Neue Regelung in der Rentenreform

Widerspruch gegen zu geringe Rente

Rechtswidrigkeiten künftig kein Vorteil mehr für alle Betroffenen

Rentenempfänger hatten bislang das Glück, automatisch in den Genuss von Nachzahlungen zu gelangen, wenn das Bundessozialgericht entscheidet, dass die Rentenversicherung mit Gesetzen rechtswidrig umgeht.
Dies soll sich zum ersten Mai ändern, so der Entwurf, dem die Regierung noch in dieser Woche zustimmen wird.
Das strittige Gesetz verbirgt sich in der Rentenreform.

Experten schimpfen diese Regelung einen Freibrief zu rechtswidrigem Verhalten, da sie die Rechte der Rentner unterwandert.
Momentan findet sich im Sozialrecht die Bestimmung, nachteilige Rechtswidrigkeiten aufzuheben: § 44 SGB X.
Empfing man aufgrund eines illegalen Bescheids nicht genug Geld, so wird das fehlende Geld für einen rückwirkenden Zeitraum von bis zu vier Jahren im Nachhinein gezahlt.
Dieser Grundsatz tritt auch in Kraft, wenn die Bundessozialrichter auf die falsche Verwaltung in einem völlig unterschiedlichen Gerichtsfall aufmerksam werden. Sämtliche Parallelfälle empfangen dann die Zahlungen, auch wenn die glücklichen Empfänger nicht einmal von dem Verfahren wussten.

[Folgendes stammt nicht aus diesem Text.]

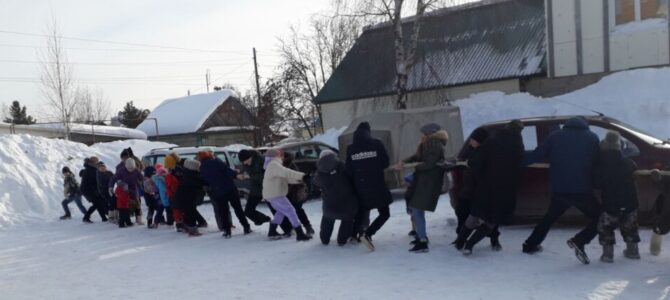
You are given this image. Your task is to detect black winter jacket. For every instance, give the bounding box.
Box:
[313,155,358,219]
[595,150,638,215]
[346,129,393,209]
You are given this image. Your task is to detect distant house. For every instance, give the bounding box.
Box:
[315,0,670,130]
[137,89,255,147]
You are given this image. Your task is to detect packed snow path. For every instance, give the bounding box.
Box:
[0,198,670,300]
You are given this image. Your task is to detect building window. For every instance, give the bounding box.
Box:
[614,0,668,25]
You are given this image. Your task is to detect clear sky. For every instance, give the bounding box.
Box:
[0,0,328,120]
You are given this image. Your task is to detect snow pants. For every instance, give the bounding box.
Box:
[244,195,274,225]
[61,194,86,216]
[598,210,640,246]
[526,193,600,246]
[319,216,354,246]
[270,196,300,228]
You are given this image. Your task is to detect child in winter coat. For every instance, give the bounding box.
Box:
[174,159,204,236]
[151,164,174,226]
[595,131,640,263]
[263,149,312,241]
[314,150,358,246]
[60,167,86,220]
[114,180,133,228]
[143,166,163,228]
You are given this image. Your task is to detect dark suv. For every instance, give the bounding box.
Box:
[450,116,670,224]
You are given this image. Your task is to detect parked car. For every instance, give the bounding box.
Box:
[450,115,670,224]
[256,141,338,198]
[142,146,249,198]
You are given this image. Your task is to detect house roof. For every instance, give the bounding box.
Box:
[316,0,546,103]
[137,89,236,136]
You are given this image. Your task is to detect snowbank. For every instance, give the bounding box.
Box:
[0,134,176,229]
[454,68,670,139]
[312,126,347,149]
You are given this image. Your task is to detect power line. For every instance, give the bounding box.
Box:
[0,30,247,54]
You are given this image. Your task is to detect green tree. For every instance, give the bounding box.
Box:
[5,100,37,125]
[119,101,151,128]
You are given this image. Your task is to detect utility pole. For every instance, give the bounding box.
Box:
[205,69,209,93]
[253,47,263,145]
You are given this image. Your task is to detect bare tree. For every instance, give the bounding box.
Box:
[39,18,77,140]
[72,86,112,125]
[271,0,364,136]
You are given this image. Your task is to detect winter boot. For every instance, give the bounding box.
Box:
[623,243,640,259]
[521,243,543,254]
[649,232,663,256]
[451,226,473,251]
[409,239,428,253]
[359,233,375,251]
[268,223,282,240]
[600,245,614,263]
[295,226,312,242]
[567,239,591,265]
[244,226,254,235]
[305,225,314,236]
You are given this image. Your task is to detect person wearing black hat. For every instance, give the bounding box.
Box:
[345,122,393,251]
[60,167,86,220]
[455,120,524,255]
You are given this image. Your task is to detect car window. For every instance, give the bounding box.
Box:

Bei der Rentenversicherung plant die Regierung eine Einschränkung wie bei der Arbeitslosenversicherung: Ein für den Versicherten erfreuliches Urteil des Bundessozialgerichts, bringt den anderen Betroffenen nur künftige Vorteile, keine rückwirkenden.
§ 100 IV SGB VI

Nachzahlungen empfangen künftig nur der Kläger sowie alle, die Widerspruch gegen ihre Rente anmeldeten.
Dies lässt die Rentner vermutlich schon bald zu Widerspruchsklagen strömen.

Diese Regelung ist nicht wirklich neu, denn bei Recht und Gesetz hat man meist selbst in die Gänge zu kommen, um den ganzen Gewinn aus den Urteilen zu ziehen.
Klage gegen den Rentenbescheid war bislang immer dann vonnöten, wenn die Bundesverfassungsrichter in einem Musterverfahren urteilten, d.h. wenn der Streitfall nicht die Auslegung einer Norm, sondern die Verfassungswidrigkeit betraf.
Nannten die Verfassungsrichter einen Paragraph ungültig, so kam dies nur denjenigen zugute, die wenigstens Widerspruch angemeldet hatten. § 79 BVerfGG

Rentenempfänger, die jede rückwirkende Zahlung nutzen möchten, legen in Zukunft vermehrt Widerspruch ein.
Diese Widersprüche sind kostenlos. In den meisten Fällen bleibt der Prozess im Stillstand, bis das Urteil zu Musterverfahren bekannt wird.

Kritiker nehmen an, dass ein Fall des vergangenen Jahres vor dem Bundessozialgericht den neuen Gesetzesentwurf ins Rollen brachte.
Im Mai urteilte der vierte Senat: Bei Erwerbsminderungsrentner unter sechzig dürfen keine Abschläge gemacht werden.

Dies kam bislang nur der Klägerin zugute. In Zukunft empfängt sie monatlich zusätzliche siebzig Euro sowie eine einmalige Zahlung von 2500 Euro.
Bundesweit wohnen fast eine Million Erwerbsminderungsrentner unter sechzig, die Abschläge in Höhe von teilweise elf Prozent haben.
Dieses Urteil könnte der Rentenversicherung eine Milliarde Euro nachträgliche Kosten und künftige Jahresausgaben von 500 000 Euro einbringen.

Verständlich, dass die Rentenversicherung gegen den Entschluss des Bundessozialgerichts vorgeht.
Durch neue Musterverfahren hoffen die Beteiligten, die drei Senate, die sich um Rentenrecht kümmern, durcheinanderzubringen, so dass Großen Senat die Auseinandersetzungen zwischen den Richtern zu entscheiden hätte.
Mit ein wenig Glück hätten die Abschläge für Erwerbsminderungsrentner unter sechzig auch weiterhin gültig.
Viele Experten schließen sich der Rentenversicherung an und sehen das Urteil des vierten Senats ebenfalls als falsch an.

Noch ist der Ausgang des Streits ungewiss, weshalb der Sozialverband den jungen Erwerbsminderungsrentnern eine Prüfung der Rente anrät.
Nur Anträge bis zum dreißigsten April lassen auf rückwirkende Zahlungen hoffen, denn ab dem ersten Mai erhält das neue Gesetz Gültigkeit.